Cette fois, Kécile pouffa. Et dire qu'Harry pensait que Severus n'avait pas d'humour...

XXX

Le lendemain matin, ils partirent dès leur réveil pour le point de rendez-vous, préférant ne pas rester dans des lieux publics à risquer de se faire démasquer.

Les autres n'étaient pas encore là. Severus ne parut pas surpris en découvrant la bicoque vide et ne fit aucun commentaire, mais Kécile ne pouvait se retenir d'imaginer les pires scénarios. D'autant plus maintenant qu'elle savait que la population entière pouvait participer à la capture de Harry.

- Ennemi public numéro 1... Comment mon père peut-il espérer que quiconque gobe une telle énormité... finit-elle par dire à voix haute, tirant Severus de sa lecture.

- Tu serais surpris de constater à quel point l'opinion publique peut-être versatile. Je suis certain au contraire que ton père n'a eu aucun mal à faire descendre le nom de Potter de son piédestal d'Elu.

- Je refuse de le croire, déclara Kécile d'un ton sec. Je refuse de croire que plus personne n'a espoir. Sinon pourquoi nous battons nous ? Non, je suis convaincue qu'il y a encore des gens qui veulent se battre et qui sont près à se rassembler derrière Harry. Même si l'idée te déplaît.

- Je continue de penser qu'il est pathétique de placer tous ses espoirs sur ce garçon. Potter n'est pas capable seul de mettre fin à cette guerre. Cela étant dit, il incarne la résistance et il va falloir composer avec cette donnée. Ce que je veux dire, c'est que les personnes qui croient réellement en sa victoire et qui sont prêtes à mourir pour soutenir cette cause sont bien peu nombreuses.
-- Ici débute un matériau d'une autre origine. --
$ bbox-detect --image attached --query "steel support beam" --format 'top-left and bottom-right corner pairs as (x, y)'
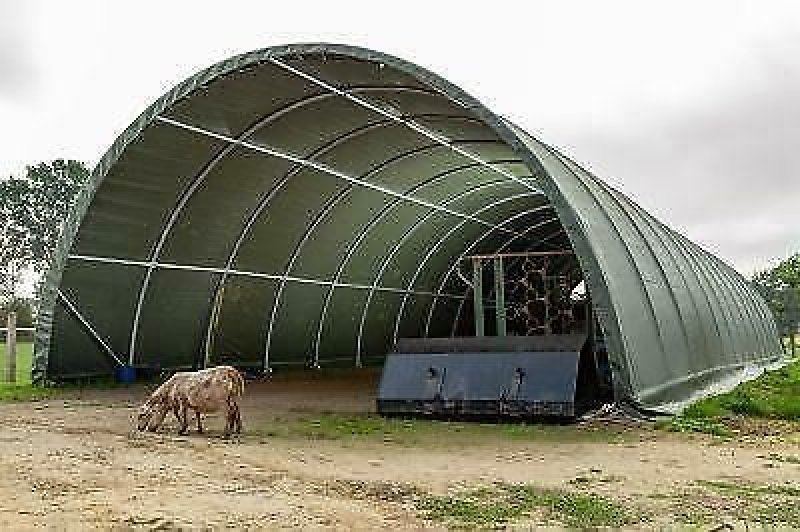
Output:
(57, 289), (125, 367)
(494, 257), (506, 336)
(472, 259), (485, 336)
(425, 217), (563, 336)
(356, 192), (546, 367)
(69, 255), (464, 299)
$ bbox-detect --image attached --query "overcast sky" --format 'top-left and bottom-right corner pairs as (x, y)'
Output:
(0, 0), (800, 275)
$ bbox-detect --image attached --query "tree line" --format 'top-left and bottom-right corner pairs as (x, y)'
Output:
(0, 159), (89, 327)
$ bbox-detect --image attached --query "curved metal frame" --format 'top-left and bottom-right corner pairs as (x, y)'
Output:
(314, 159), (532, 365)
(268, 57), (541, 192)
(204, 131), (512, 364)
(355, 192), (549, 367)
(264, 150), (524, 368)
(128, 86), (436, 365)
(392, 201), (553, 343)
(425, 224), (564, 337)
(446, 228), (580, 341)
(34, 44), (779, 408)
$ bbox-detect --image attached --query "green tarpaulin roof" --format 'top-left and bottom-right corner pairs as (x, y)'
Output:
(34, 44), (781, 406)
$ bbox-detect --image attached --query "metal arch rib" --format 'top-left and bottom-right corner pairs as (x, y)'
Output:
(392, 200), (553, 343)
(128, 86), (450, 365)
(56, 288), (125, 367)
(264, 180), (534, 367)
(204, 131), (516, 365)
(155, 116), (524, 236)
(540, 143), (671, 379)
(425, 223), (564, 336)
(153, 117), (536, 364)
(69, 255), (468, 299)
(267, 57), (541, 192)
(446, 228), (580, 337)
(256, 148), (524, 368)
(355, 193), (552, 367)
(632, 202), (722, 374)
(588, 175), (692, 370)
(314, 159), (530, 365)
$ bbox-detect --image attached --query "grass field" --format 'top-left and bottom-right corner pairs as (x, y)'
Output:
(669, 359), (800, 436)
(0, 342), (53, 401)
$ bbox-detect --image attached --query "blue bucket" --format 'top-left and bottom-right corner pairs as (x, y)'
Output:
(117, 366), (136, 384)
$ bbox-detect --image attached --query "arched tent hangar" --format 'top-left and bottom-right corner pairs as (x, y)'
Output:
(34, 44), (781, 413)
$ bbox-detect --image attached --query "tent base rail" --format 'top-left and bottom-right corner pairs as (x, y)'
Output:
(376, 335), (586, 419)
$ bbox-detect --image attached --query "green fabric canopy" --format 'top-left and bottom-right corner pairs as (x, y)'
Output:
(33, 44), (781, 406)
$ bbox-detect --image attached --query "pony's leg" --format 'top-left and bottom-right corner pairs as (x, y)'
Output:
(147, 405), (167, 432)
(178, 399), (189, 434)
(233, 403), (242, 434)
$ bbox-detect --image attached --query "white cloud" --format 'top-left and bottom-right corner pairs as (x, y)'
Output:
(0, 0), (800, 270)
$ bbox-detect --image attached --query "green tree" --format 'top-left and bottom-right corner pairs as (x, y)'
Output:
(753, 253), (800, 344)
(0, 159), (89, 306)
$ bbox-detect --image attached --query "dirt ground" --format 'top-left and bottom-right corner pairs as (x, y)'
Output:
(0, 374), (800, 530)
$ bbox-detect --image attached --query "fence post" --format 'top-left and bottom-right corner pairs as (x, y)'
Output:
(6, 312), (17, 382)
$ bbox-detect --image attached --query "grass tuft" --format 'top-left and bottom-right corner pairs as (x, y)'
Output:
(417, 483), (646, 529)
(658, 359), (800, 437)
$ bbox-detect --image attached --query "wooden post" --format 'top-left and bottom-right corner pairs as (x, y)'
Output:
(6, 312), (17, 382)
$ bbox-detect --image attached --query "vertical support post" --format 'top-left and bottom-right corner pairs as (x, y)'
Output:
(494, 257), (506, 336)
(472, 259), (484, 336)
(6, 311), (17, 382)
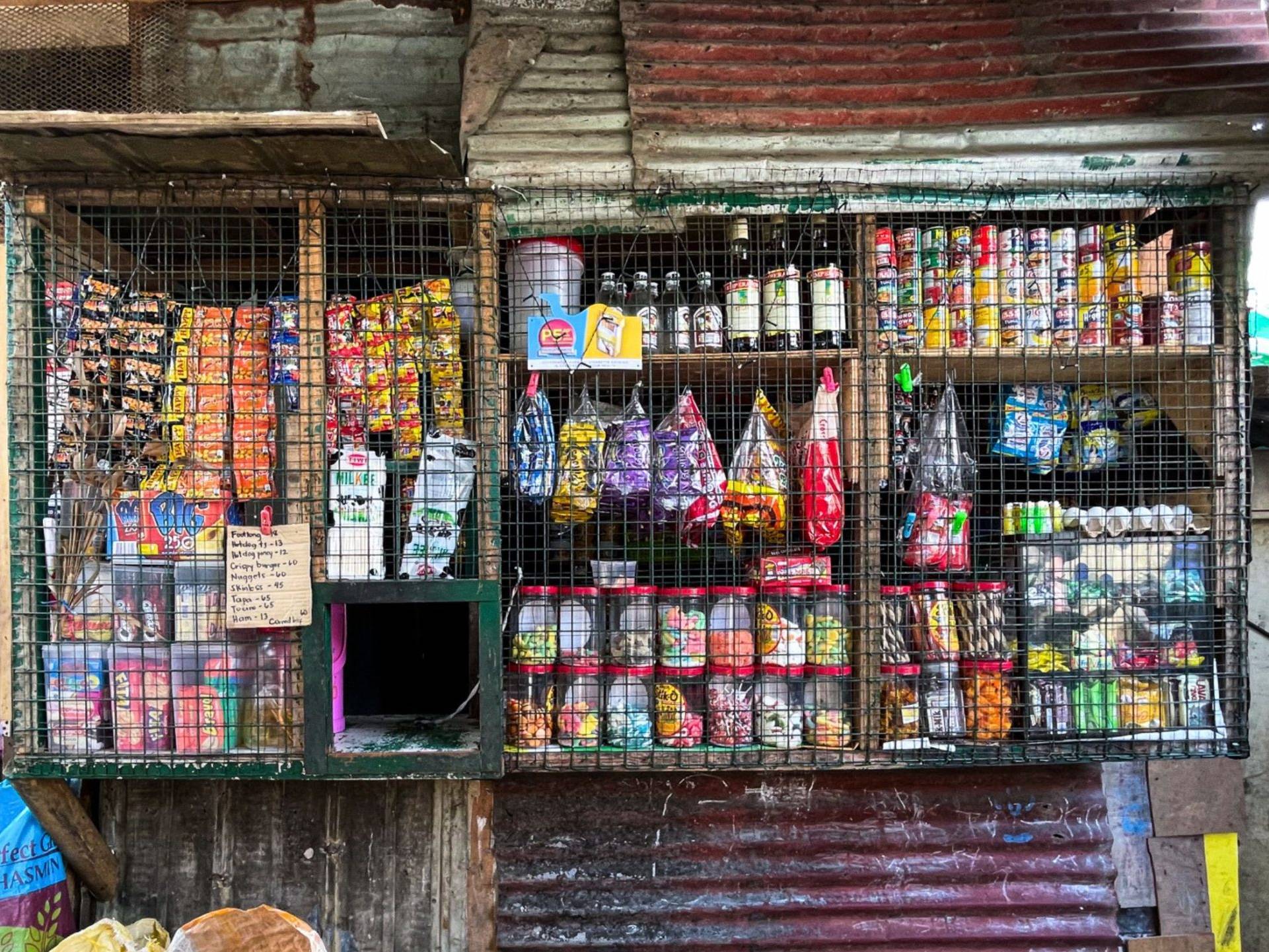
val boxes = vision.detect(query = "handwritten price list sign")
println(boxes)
[225,525,313,628]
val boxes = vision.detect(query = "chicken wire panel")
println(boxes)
[7,186,321,774]
[500,179,1247,769]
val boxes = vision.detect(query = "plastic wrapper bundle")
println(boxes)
[401,430,476,579]
[511,373,556,505]
[900,384,974,571]
[599,383,652,525]
[991,383,1070,475]
[652,390,727,548]
[551,390,604,525]
[721,390,789,548]
[792,367,846,548]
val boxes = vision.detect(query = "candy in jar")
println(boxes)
[706,664,754,748]
[758,585,809,665]
[708,585,755,665]
[653,665,706,748]
[754,663,805,751]
[556,664,600,748]
[511,585,560,664]
[656,588,706,668]
[803,665,850,751]
[604,664,653,751]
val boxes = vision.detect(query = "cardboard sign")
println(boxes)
[225,523,313,628]
[528,293,643,371]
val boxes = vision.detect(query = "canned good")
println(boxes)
[973,305,1000,347]
[1141,291,1185,346]
[896,269,922,307]
[1101,221,1137,255]
[972,225,999,268]
[1167,241,1212,295]
[873,226,894,268]
[1000,305,1023,347]
[1110,295,1146,347]
[948,305,973,347]
[1181,291,1215,347]
[920,305,949,347]
[722,278,763,350]
[1053,305,1080,347]
[973,264,1000,305]
[1076,225,1101,264]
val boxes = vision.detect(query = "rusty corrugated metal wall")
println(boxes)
[493,766,1119,952]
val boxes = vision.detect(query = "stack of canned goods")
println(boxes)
[875,222,1213,350]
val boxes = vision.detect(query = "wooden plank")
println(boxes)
[13,778,120,900]
[1149,836,1212,935]
[1147,758,1247,836]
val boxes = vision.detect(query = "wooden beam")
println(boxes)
[13,777,120,902]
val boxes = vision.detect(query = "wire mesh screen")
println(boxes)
[0,0,185,112]
[500,179,1247,769]
[8,183,493,773]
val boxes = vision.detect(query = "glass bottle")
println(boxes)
[653,272,692,354]
[692,272,723,354]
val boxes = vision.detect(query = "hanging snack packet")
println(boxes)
[652,388,727,548]
[551,388,604,523]
[599,383,652,523]
[722,390,789,548]
[511,373,556,505]
[991,383,1070,475]
[792,367,846,548]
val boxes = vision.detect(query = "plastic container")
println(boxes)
[556,663,602,748]
[505,664,554,749]
[604,664,655,751]
[172,558,226,641]
[961,660,1014,743]
[652,665,706,748]
[506,237,585,354]
[511,585,560,665]
[912,581,961,661]
[707,585,756,667]
[802,665,852,751]
[754,664,806,751]
[758,585,810,667]
[600,585,656,667]
[560,585,602,664]
[706,664,754,748]
[806,584,854,667]
[879,664,922,743]
[922,661,964,740]
[656,588,707,670]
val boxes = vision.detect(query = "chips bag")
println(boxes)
[792,367,846,548]
[551,388,604,523]
[511,373,556,505]
[722,390,789,548]
[652,388,727,548]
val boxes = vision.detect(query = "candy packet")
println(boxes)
[652,388,727,548]
[551,387,604,523]
[792,367,846,548]
[599,383,652,523]
[721,390,789,548]
[511,373,556,505]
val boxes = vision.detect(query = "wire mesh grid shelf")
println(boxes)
[7,182,499,776]
[499,178,1247,769]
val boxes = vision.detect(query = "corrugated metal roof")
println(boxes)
[622,0,1269,129]
[463,0,634,186]
[493,766,1118,952]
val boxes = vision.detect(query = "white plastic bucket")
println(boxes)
[506,237,585,354]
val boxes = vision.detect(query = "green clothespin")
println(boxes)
[894,363,912,394]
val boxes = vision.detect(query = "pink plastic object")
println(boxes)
[330,604,347,734]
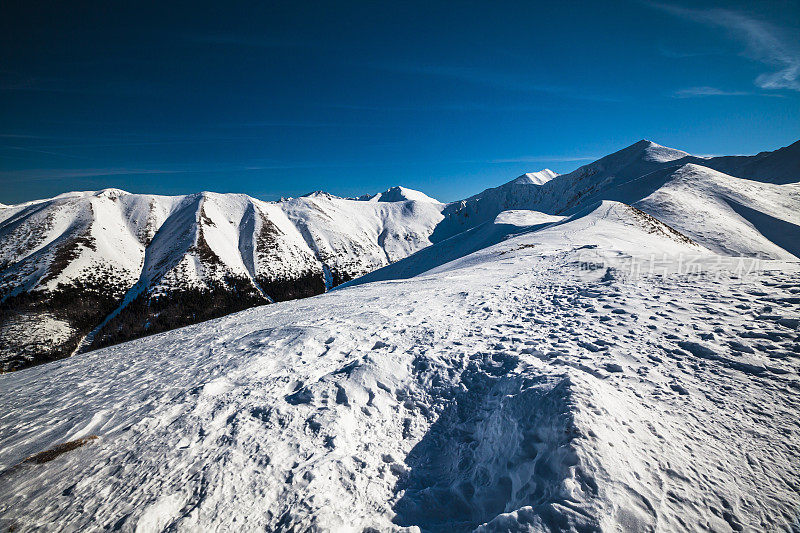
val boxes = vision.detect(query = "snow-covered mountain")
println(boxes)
[0,140,800,370]
[0,183,800,533]
[0,189,441,369]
En quelques jours, le Seigneur des Ténèbres est parvenu à briser l'ordre du Phénix et à écraser les velléités d'opposition. Il ne faut pas s'attendre à ce que nous trouvions beaucoup d'alliés durant notre quête, conclut Severus.

Ce ne fut qu'en milieu d'après-midi que le craquement caractéristique d'un transplanage les sortit de leur attente.

Kécile ne put retenir un soupir de soulagement un peu tremblant qui lui valut un coup d'oeil circonspect de Severus alors qu'il ouvrait la porte pour livrer passage aux trois adolescents.

- Vous êtes tous en un seul morceau ? Leur demanda-t-il en guise d'accueil. Pas de mangemorts à vos trousses ? Pas de brillant coup d'éclat ? Pas de remarquable acte héroïque ? Pas de combat avec le Seigneur des Ténèbres entre deux ? Non ? Bien, vous êtes en progrès, Potter.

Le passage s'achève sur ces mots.